Obama on Souter's replacement

David Souter is retiring from the Supreme Court. Absolutely not surprising; he had not hired clerks for the fall term, which everything other justice had done. He is known to dislike Washington. Personally, I don't have strong feelings about Souter. I'm glad he turned out to be a liberal, and a source of frustration for conservatives, since he was nominated for the bench by Bush Sr. Ha!

President Obama read a statement at a press conference about finding a replacement for Souter. It was an unannounced appearance by the president, and you can tell that the press is suprised. Ha!

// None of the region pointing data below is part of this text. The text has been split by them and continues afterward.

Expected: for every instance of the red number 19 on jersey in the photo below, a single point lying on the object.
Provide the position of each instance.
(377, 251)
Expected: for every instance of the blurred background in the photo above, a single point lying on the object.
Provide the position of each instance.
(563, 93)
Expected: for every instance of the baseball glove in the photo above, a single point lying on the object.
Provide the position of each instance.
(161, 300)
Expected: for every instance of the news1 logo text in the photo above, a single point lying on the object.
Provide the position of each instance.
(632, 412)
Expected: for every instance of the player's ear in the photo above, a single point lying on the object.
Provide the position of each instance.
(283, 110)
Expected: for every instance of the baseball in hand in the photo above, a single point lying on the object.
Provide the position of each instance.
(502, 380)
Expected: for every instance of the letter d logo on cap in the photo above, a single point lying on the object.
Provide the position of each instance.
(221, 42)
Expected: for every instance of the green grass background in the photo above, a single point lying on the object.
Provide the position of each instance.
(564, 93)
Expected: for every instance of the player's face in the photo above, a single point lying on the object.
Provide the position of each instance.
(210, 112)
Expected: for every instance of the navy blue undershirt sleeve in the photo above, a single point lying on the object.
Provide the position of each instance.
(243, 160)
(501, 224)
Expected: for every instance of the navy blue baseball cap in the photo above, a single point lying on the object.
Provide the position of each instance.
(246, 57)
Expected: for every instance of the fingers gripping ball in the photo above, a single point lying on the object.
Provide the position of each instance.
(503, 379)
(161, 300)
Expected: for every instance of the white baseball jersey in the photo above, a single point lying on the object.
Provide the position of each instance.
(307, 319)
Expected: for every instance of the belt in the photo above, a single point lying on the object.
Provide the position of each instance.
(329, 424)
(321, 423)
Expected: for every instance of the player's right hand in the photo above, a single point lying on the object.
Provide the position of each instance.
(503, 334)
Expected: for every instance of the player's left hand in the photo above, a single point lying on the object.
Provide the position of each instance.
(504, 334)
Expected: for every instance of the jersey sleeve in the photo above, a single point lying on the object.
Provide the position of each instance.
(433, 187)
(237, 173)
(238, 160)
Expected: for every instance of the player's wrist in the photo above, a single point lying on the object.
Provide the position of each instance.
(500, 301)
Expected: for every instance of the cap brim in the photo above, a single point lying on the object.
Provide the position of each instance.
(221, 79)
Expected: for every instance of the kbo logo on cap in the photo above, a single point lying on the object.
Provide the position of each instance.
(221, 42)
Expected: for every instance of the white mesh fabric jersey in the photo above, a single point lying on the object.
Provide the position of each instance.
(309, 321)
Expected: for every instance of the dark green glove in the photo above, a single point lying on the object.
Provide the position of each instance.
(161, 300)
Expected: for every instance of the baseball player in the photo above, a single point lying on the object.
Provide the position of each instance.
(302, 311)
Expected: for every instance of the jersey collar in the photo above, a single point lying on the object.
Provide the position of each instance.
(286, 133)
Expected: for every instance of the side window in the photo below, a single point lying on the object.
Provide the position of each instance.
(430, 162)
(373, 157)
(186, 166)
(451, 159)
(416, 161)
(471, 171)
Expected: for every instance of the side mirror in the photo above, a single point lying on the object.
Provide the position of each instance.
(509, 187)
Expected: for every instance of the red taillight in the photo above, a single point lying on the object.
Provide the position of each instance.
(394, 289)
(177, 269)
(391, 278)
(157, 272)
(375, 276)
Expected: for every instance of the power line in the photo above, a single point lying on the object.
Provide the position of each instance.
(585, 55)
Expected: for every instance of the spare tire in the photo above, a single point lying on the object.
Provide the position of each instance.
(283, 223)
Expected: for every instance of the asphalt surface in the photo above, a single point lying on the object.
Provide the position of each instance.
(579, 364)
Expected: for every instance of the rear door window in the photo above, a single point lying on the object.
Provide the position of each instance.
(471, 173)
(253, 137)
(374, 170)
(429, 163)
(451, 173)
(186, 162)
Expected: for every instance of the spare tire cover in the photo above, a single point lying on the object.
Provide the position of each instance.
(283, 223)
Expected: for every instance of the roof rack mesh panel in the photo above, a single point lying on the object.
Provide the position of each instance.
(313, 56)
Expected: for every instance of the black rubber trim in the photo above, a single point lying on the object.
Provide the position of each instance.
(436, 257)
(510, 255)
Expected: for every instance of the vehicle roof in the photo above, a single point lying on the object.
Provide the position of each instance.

One thing that continually impresses me about Obama is how effortlessly he combines the casual and the imperial aspects of the presidency. He walks to the room, cracks a few jokes, makes everyone feel comfortable, and then reads a well-written and eloquent statement that touches on core American traditions and fundamental American values - the separation of powers, the rule of law - and yet is also detailed and specific. He recognizes the contributions of one man, and then generalizes about the lives of millions. This was obviously written by someone else, but you feel like he could have written it himself, so the words are authentic when he speaks them. He puts everyone at ease, but makes it clear that he is the one in command. It's a solemn moment, but he uses just the right amount of humor. He has incredible demands on his time, but he takes the ten minutes to do this. That's a way of honoring Souter - Obama takes his precious time to thank him for his service to the country. Obama walks several fine lines here. But it's not just that he's walking these fine lines - he chose to do so. He didn't have to read this announcement himself, but he decided it was worth his time. There are a couple of small risks - what is he doing wasting his time with this kind of statement, which could easily have just been released by Gibbs? Is it appropriate to make jokes about something this important? But Obama delivered it flawlessly. He laid the groundwork for a careful and considerate process of choosing the next Supreme Court justice. So if the Republicans fight, which they most certainly will, he already looks gracious in comparison.